Search code examples
pythonmemorydictionarysetdefault

Python dict.setdefault uses more memory?


I was writing some Python code that involved something like this

values = {}
for element in iterable:
    values.setdefault(element.name, []).append(element)

Because I could have sorted the input previously, I also implemented it like this

values = {}

cur_name = None
cur_list = None

for element in iterable:
    if element.name != cur_name:
        values[cur_name] = cur_list
        cur_name = element.name
        cur_list = []
    cur_list.append(element)
if cur_list:
    values[cur_name] = cur_list
del values[None]

Here the input is already sorted by element.name.

The second approach was much faster than the first approach, and it also used less memory.

What's the reason for this?

Or have I made some sort of mistake in the second approach?


Solution

  • Your original code every time round the loop will create a list that mostly then just gets thrown away. It also makes multiple dictionary lookups (looking up the method setdefault is a dictionary lookup and then the method itself does a dictionary lookup to see whether the object was set and if it isn't does another to store the value). .name and .append() are also dictionary lookups but they are still present in the revised code.

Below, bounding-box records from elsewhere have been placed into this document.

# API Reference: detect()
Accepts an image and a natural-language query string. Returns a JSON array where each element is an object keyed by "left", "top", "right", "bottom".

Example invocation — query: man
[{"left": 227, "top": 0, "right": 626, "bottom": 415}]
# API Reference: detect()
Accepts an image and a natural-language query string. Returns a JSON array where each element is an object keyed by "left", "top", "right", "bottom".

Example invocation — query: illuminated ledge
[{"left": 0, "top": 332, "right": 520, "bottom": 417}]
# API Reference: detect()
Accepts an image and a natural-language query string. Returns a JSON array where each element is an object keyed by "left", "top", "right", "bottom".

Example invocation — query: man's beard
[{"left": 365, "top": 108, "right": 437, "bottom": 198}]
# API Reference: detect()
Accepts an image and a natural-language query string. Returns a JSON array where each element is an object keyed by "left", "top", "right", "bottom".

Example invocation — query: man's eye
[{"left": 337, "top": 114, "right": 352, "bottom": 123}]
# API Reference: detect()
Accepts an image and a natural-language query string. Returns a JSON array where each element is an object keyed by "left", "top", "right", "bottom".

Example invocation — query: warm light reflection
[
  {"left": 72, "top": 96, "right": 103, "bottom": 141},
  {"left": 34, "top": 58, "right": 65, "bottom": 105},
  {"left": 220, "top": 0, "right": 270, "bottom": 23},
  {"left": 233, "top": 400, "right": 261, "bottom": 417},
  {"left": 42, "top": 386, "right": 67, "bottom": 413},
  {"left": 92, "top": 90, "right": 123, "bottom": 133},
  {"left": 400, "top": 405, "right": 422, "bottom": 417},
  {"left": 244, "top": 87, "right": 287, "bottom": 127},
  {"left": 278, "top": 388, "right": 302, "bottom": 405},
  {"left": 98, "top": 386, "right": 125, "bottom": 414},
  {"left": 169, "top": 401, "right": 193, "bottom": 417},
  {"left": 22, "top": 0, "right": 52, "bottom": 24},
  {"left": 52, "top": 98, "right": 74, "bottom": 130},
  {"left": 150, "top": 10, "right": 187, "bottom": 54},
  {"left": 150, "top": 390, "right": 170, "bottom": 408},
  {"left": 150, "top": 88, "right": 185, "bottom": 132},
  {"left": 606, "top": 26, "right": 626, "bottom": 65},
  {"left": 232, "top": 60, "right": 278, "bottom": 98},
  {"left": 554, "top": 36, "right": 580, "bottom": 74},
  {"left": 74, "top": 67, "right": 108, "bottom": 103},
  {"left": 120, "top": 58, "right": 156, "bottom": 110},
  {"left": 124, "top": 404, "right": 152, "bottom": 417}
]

    for element in iterable:
        values.setdefault(element.name, []).append(element)
    

    The revised code only looks up the dictionary when the name changes, so it it removes two dictionary lookups and a method call from every loop. That's why it's faster.

    As for the memory use, when the list grows it may sometimes have to copy the data but can avoid that if the memory block can just be expanded. My guess would be that creating all of those unused temporary lists may be fragmenting the memory more and forcing more copies. In other words Python isn't actually using more memory, but it may have more allocated but unused memory.

    When you feel a need for setdefault consider using collections.defaultdict instead. That avoids creating the list except when it's needed:

    from collections import defaultdict
    values = defaultdict(list)
    for element in iterable:
        values[element.name].append(element)
    

    That will probably still be slower than your second code because it doesn't take advantage of your knowledge that names are all grouped, but for the general case it is better than setdefault.

    Another way would be to use itertools.groupby. Something like this:

    from itertools import groupby
    from operator import attrgetter
    values = { name: list(elements) for name,elements in
        groupby(elements, attrgetter('name')) }
    

    That takes advantage of the ordering and simplifies everything down to a single dictionary comprehension.